Kinds of Mis-, Dis-, and Malinformation

Rather than lumping varied content together and calling it “fake news,” it’s important to understand the varied kinds of mis-, dis-, and malinformation.

Description of 7 kinds of misinformation and disinformation from a scale of low to high impact.

Image Credit: First Draft News “Understanding Information Disorder,” https://firstdraftnews.org/long-form-article/understanding-information-disorder/

  1. Satire and Parody: Satire and parody are funny because of the touch of truth. It braids strands of truth with comedic elements, allowing us to laugh at some unpalatable aspects of life. Satire and Parody become misinformation when people share articles from The Onion or Babylon Bee and express their outrage at a fake situation. Satire and Parody can become disinformation when these narratives get co-opted by larger political actors that hide behind parody to push a certain agenda.

  1. False Connections: False connections are most visible in clickbait headlines. A story might be titled “UFO SPOTTED over New Rochelle: Residents SHOCKED by UFO TRUTHS” while the article is about an oddly shaped balloon. Clickbait sites make money off clicks, and often less internet-savvy users click on sponsored content posts, generating quick revenue for the website. Clickbait titles are not in and of themselves dangerous but contribute to information overload that can overshadow consequential news stories.

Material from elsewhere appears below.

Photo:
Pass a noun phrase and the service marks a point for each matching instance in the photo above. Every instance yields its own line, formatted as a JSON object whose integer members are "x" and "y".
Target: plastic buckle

  1. Misleading Content: Content is often misleading when the framing of a situation is skewed. Rather than sharing information to help people make up their own minds, misleading content often pretends to be objective while arguing a particular point of view.

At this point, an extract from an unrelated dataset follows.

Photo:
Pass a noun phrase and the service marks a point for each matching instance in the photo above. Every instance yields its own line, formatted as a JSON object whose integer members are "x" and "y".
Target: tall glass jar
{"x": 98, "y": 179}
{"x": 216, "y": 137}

  1. False Context: False context information might reflect a real situation but is purposely evading some context around the information. This is most often evident in image captions, or entire articles reducing a complex situation to an image. Images are easy to manipulate and infinitely interpretable; be wary of articles hinging on a particular interpretation of a photo.

  1. Imposter Content: Imposter content is meant to look like a real news source but manipulates the content of the source. This includes sites like abcnews.com.co, which is meant to look like the ABC News site but contains false or manipulated stories.

  1. Manipulated Content: Manipulated content includes an array of fakes, ranging from photoshopped images to deep fakes. While the image may be real, the image presented was never actually taken but created.

  1. Fabricated Content: These stories are false.

Tactics for disseminating misinformation, disinformation, and malinformation information shift rapidly and occasionally outpace current evaluative tools. Develop a critical eye when reading internet stories and you will be less likely to share and believe mis-, dis-, and malinformation.